Just like we don’t need every restaurant turning back into a smoke-filled hell, we don’t need to give up on a distraction-free moviegoing experience because a few dumb kids can’t learn how to keep their phones in their pants. That’s like saying we need a texting-while-driving lane on the highway. It’s stupid.
Chris Davison, I do not like your idea, and I am not looking forward to going to the movies with you if you’re going to shine your bright smartphone screen all around and tweet how much you love the popcorn. There’s one screen in every movie theater. I think it’s big enough for everyone to enjoy. If you want to use your smartphone, sit in the back row with the couples who make out constantly and the creepers. Maybe they’ll join you.
Adam Rosenberg: Just add animation
Remember how awesome it was when Patton Oswalt drew applause on the set of Parks and Recreation for his faux-filibuster speech-slash-pitch for Star Wars: Episode VII? Wouldn’t that have been more awesome with some creative animation set behind it? Don’t think so? Well you’re wrong. Here’s proof.
Bill Roberson: Let’s see what this thing can do
The footage is grainy, but the moment is infamous.

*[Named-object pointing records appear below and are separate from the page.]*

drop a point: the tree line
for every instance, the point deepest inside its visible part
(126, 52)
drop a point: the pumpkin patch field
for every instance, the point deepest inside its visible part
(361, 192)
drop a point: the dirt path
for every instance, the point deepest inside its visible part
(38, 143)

Back in 1955, at the dawn of the Jet Age, Boeing was testing the “Dash 80,” its revolutionary (and big) new four-engine passenger jet, over Seattle where Boeing was based. Typically, test pilots were hot-shot fighter pilots and bomber jockeys still fresh from World War II. Keeping a relatively lumbering jumbo-jet straight and level for its 50th test flight probably bored them out of their minds. Only one thing to do then, Iceman: barrel roll that big daddy.

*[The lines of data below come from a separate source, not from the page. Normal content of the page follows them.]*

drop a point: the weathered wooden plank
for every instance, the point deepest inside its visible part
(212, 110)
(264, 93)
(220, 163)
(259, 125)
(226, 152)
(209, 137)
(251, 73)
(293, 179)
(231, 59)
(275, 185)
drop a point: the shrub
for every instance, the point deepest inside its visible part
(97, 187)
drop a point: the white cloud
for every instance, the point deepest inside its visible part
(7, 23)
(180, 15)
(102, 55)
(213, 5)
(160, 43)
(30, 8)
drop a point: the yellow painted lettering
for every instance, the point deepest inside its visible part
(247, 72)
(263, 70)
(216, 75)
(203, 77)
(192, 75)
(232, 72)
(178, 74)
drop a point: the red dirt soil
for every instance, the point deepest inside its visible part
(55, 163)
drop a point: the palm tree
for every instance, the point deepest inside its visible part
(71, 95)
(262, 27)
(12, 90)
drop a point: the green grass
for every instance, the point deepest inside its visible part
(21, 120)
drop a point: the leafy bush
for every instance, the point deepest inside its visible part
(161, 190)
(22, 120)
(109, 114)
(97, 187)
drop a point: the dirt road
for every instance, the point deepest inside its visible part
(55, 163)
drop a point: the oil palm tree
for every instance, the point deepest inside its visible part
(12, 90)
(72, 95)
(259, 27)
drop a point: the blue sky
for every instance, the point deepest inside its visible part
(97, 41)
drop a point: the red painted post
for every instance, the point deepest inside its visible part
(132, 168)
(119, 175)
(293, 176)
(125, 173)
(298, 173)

At the direction of publicity-seeking superiors, test pilot Tex Johnston (is there a better name for a test pilot? I don’t think so) took off and hit the gas on the Dash 80 (aka the Boeing 707) at a most opportune time: during Sea Fair week, right over the boat races while a convention of top aviation folks from the world over were also in town – and watching. Except no one but Tex knew the barrel roll was coming.
Johnson flipped the big jet over not once, but twice, and lest you think it’s an urban myth, there’s both film and still photos to prove it. Did Tex get fired? Are you kidding? But he did have a chat with the big boss who said he should probably lay off the jumbo jet stunt flying in the future. As far as we know, no one has ever barrel-rolled a big passenger jet since (outside of the movies).

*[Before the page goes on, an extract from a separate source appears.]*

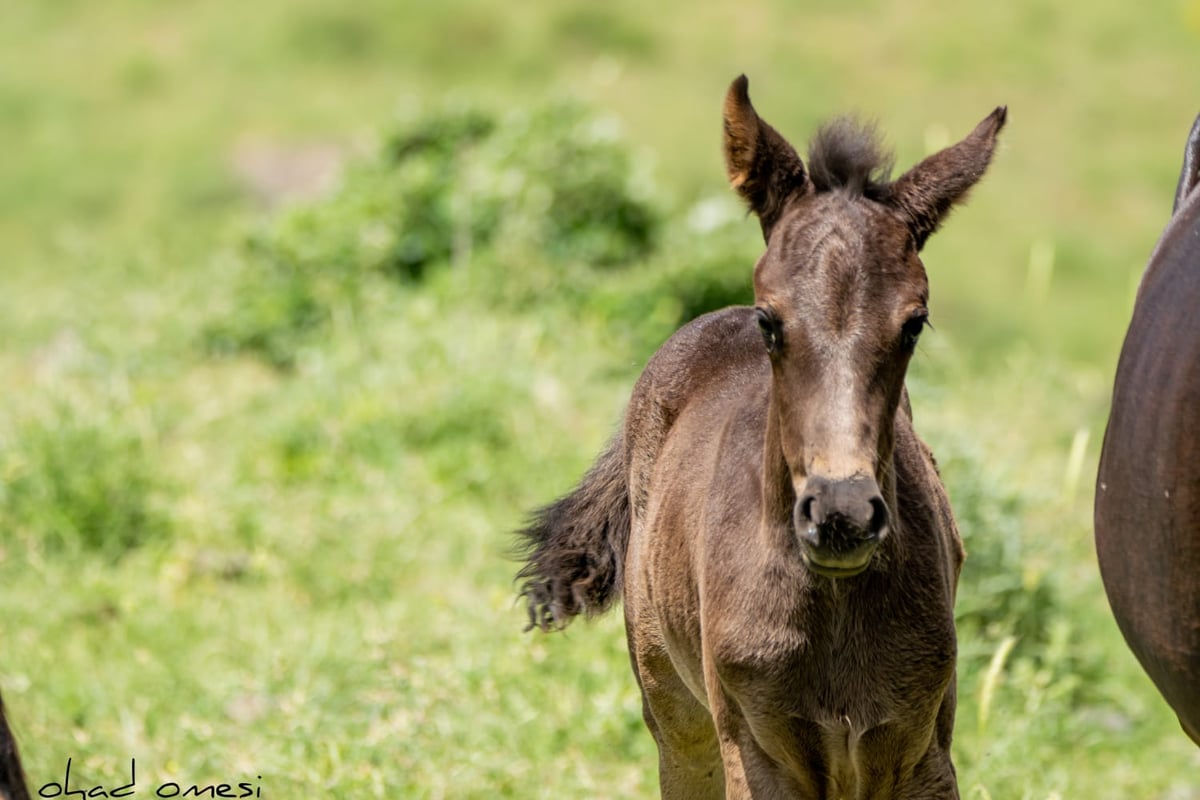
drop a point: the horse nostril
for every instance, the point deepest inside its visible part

Of course, Boeing went on to sell thousands of the legendary planes, no doubt helped by the amazing demonstration of its strength and agility by test pilot Tex Johnston.
Andrew Couts: How to remove any stain
I have one giant dog, three cats, and four nephews between the ages of 8 and 15. So to say that my small house can quickly transform into a disgusting cesspool would be an understatement. It’s so bad sometimes, it almost makes me wish for the days before having a live-in girlfriend, who taught me that cleaning the house was not simply a social construct I could willfully ignore.
Armed with a newfound sensitivity to filth, I have had to scour the Web to deal with various stains from various bodily functions of various species of mammal on my various carpets, cars, clothing, and rugs. But no longer – I have found the absolute most amazing collection of stain removal instructions in the existence of humankind.
Created by educator Susan Taylor for the University of Illinois Extension, Stain Solutions clearly and concisely covers how to remove damn near every stain in the universe. Vomit? No problem. Tree sap? Got it. Butter and margarine? Yep, those too. Ol’ Susan even cover how to remove zucchini stains. I didn’t even know zucchini could stain. The list, quite literally, goes on and on – not to mention that the site has a surprisingly good design, and the instructions for not how to kill yourself with bleach and ammonia are key.
One word of caution: After clicking through stain solutions for two hours, you may find yourself questioning your manhood. You’ve been warned.